Duplicati 2 vs. Duplicacy 2

I commented on the issue on github.

I will test this new build and provide the results. I’ll use SMB share for the destination - that should remove extra variables from testing.

Interesting. I’d like to test this, but how often you’ll have to backup 1Tb file? Would this difference be really noticeable on a bunch of, let’s say, 4Gb files?

Here’s where a “scan your files and suggest settings” profiling “wizard” might be useful. :slight_smile:

I tested Duplicati Canary and added test results to the spreadsheet.
This time I used locally attached USB 2.0 drive and used single up/down thread for CY compare.
And CY still noticeably faster, even with single thread.
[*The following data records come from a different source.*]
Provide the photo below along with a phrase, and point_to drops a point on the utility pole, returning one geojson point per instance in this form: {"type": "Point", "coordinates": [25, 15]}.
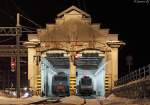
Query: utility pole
{"type": "Point", "coordinates": [18, 32]}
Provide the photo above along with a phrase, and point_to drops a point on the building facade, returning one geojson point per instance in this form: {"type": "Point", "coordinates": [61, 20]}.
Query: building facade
{"type": "Point", "coordinates": [78, 39]}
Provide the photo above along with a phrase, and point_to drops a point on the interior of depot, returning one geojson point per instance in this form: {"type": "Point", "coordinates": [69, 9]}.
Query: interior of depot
{"type": "Point", "coordinates": [87, 64]}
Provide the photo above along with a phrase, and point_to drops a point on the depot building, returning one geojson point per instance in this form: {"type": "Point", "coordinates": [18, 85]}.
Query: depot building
{"type": "Point", "coordinates": [75, 46]}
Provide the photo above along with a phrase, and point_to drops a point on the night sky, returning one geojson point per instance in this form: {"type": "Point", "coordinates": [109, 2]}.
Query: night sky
{"type": "Point", "coordinates": [128, 18]}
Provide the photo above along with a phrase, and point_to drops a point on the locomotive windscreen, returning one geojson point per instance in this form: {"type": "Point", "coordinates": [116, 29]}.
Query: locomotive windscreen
{"type": "Point", "coordinates": [86, 81]}
{"type": "Point", "coordinates": [60, 78]}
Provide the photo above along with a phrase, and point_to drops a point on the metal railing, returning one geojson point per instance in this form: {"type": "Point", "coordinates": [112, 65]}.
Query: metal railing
{"type": "Point", "coordinates": [141, 73]}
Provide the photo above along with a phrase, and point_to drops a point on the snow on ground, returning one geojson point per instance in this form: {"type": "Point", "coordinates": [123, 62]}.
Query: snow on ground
{"type": "Point", "coordinates": [114, 100]}
{"type": "Point", "coordinates": [10, 101]}
{"type": "Point", "coordinates": [76, 100]}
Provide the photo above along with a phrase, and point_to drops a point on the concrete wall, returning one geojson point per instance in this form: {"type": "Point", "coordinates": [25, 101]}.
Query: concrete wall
{"type": "Point", "coordinates": [134, 90]}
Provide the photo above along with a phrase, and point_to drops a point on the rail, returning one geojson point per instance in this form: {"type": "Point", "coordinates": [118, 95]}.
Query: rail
{"type": "Point", "coordinates": [141, 73]}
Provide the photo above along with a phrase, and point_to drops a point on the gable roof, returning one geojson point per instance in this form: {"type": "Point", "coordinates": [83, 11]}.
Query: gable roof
{"type": "Point", "coordinates": [71, 9]}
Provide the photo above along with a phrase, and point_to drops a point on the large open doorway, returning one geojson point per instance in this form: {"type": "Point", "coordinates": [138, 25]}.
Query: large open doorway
{"type": "Point", "coordinates": [55, 73]}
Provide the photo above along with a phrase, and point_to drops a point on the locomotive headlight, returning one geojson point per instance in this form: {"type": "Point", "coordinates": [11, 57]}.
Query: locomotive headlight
{"type": "Point", "coordinates": [60, 83]}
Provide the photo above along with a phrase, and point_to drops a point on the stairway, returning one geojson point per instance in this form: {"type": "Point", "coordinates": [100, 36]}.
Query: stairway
{"type": "Point", "coordinates": [108, 84]}
{"type": "Point", "coordinates": [38, 84]}
{"type": "Point", "coordinates": [72, 85]}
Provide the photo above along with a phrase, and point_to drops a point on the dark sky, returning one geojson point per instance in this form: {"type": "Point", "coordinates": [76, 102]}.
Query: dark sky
{"type": "Point", "coordinates": [128, 18]}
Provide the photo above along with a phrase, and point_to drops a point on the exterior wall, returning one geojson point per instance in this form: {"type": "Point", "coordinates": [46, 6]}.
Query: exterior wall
{"type": "Point", "coordinates": [60, 35]}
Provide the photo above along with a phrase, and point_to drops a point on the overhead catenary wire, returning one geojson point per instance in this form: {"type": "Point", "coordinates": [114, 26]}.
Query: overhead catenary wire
{"type": "Point", "coordinates": [24, 15]}
{"type": "Point", "coordinates": [31, 21]}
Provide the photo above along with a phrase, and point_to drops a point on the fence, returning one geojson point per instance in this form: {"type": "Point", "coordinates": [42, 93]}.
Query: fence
{"type": "Point", "coordinates": [141, 73]}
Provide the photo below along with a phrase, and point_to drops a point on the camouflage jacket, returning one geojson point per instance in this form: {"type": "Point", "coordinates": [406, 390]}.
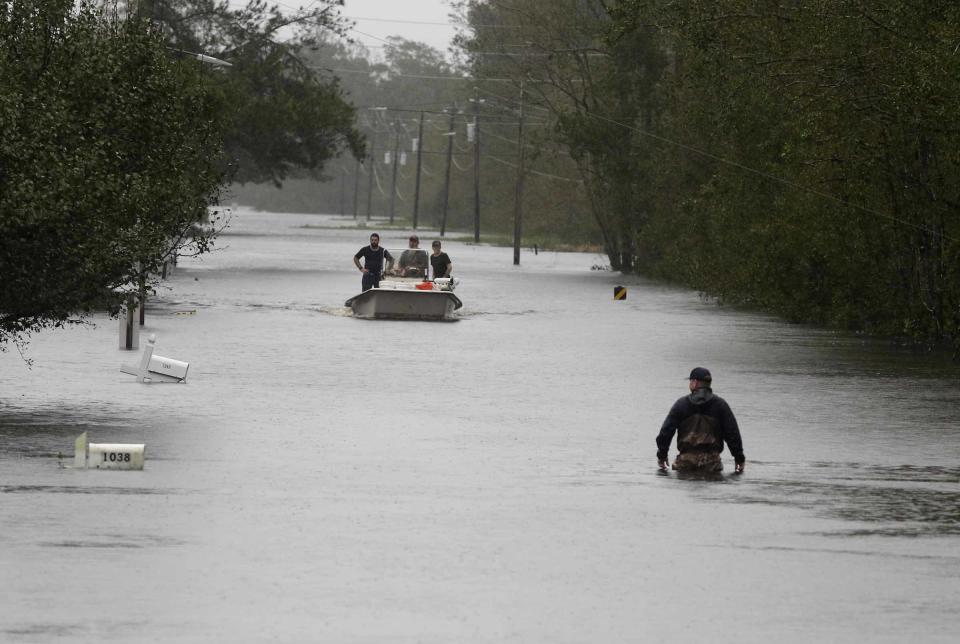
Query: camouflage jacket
{"type": "Point", "coordinates": [703, 422]}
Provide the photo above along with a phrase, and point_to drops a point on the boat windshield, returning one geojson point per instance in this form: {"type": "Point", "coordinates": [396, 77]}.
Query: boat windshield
{"type": "Point", "coordinates": [410, 262]}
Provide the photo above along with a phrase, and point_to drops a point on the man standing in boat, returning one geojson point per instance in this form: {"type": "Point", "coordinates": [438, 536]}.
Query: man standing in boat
{"type": "Point", "coordinates": [374, 256]}
{"type": "Point", "coordinates": [440, 261]}
{"type": "Point", "coordinates": [413, 261]}
{"type": "Point", "coordinates": [703, 422]}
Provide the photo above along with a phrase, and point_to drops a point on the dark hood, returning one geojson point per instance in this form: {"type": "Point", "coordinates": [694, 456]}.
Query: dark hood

I do not see much of a change between --use-block-cache="true" and not setting this option.
On backup, time is actually spent reading source files and there is no CPU bottleneck.

I’ll see if I can dig more into why TI is much slower in comparable configuration.

Some more testing did not reveal any real help from --use-block-cache="true"
The only way I was able to speed up backup was to enable --synchronous-upload="true"
Restore with --no-local-db="true" is a bit faster compared to two separate operations.
I ditched VSS since it may take variable time and also measured compression and encryption impact on the backup.
Here are some of the results:

00:08:49.995    --synchronous-upload="true" --no-backend-verification="true" - COMMON for below
00:08:42.335    --use-block-cache="true" 
00:07:23.040    --no-encryption="true"  --use-block-cache="true"
00:06:08.722    --zip-compression-level=1 --use-block-cache="true"
00:05:04.746    --zip-compression-level=1  --no-encryption="true" --use-block-cache="true"

00:01:52.741    --no-local-db="true" --no-local-blocks="true --skip-restore-verification="true" - COMMON for below
00:01:45.409    --use-block-cache="true"

00:00:18.345    DB repair

00:01:32.149    --dbpath=<repaireddb> --use-block-cache="true" --no-local-blocks="true --skip-restore-verification="true" 

These results are still noticeably worse than CY :frowning:

As suggested before, I’ll try backup of very large files instead of many small ones.

Thanks @dgcom for trying that out, much appreciated.

I am a bit surprised that TI is that much slower, and I guessed at maybe the in-memory lookup table was reason, but it should not matter a lot, since most lookups will fail (the block is new), and the database is using a log(n) lookup time anyway. Your results show that the database is indeed fast enough (at least on an SSD).

Compared to CY there are not many differences, so I think TI should be able to reach similar speeds.

CY stores all blocks “as-is” on the remote store (in some cases using folders to reduce the number of files in a single folder).
TI stores files inside archives to reduce the number of remote files and requests.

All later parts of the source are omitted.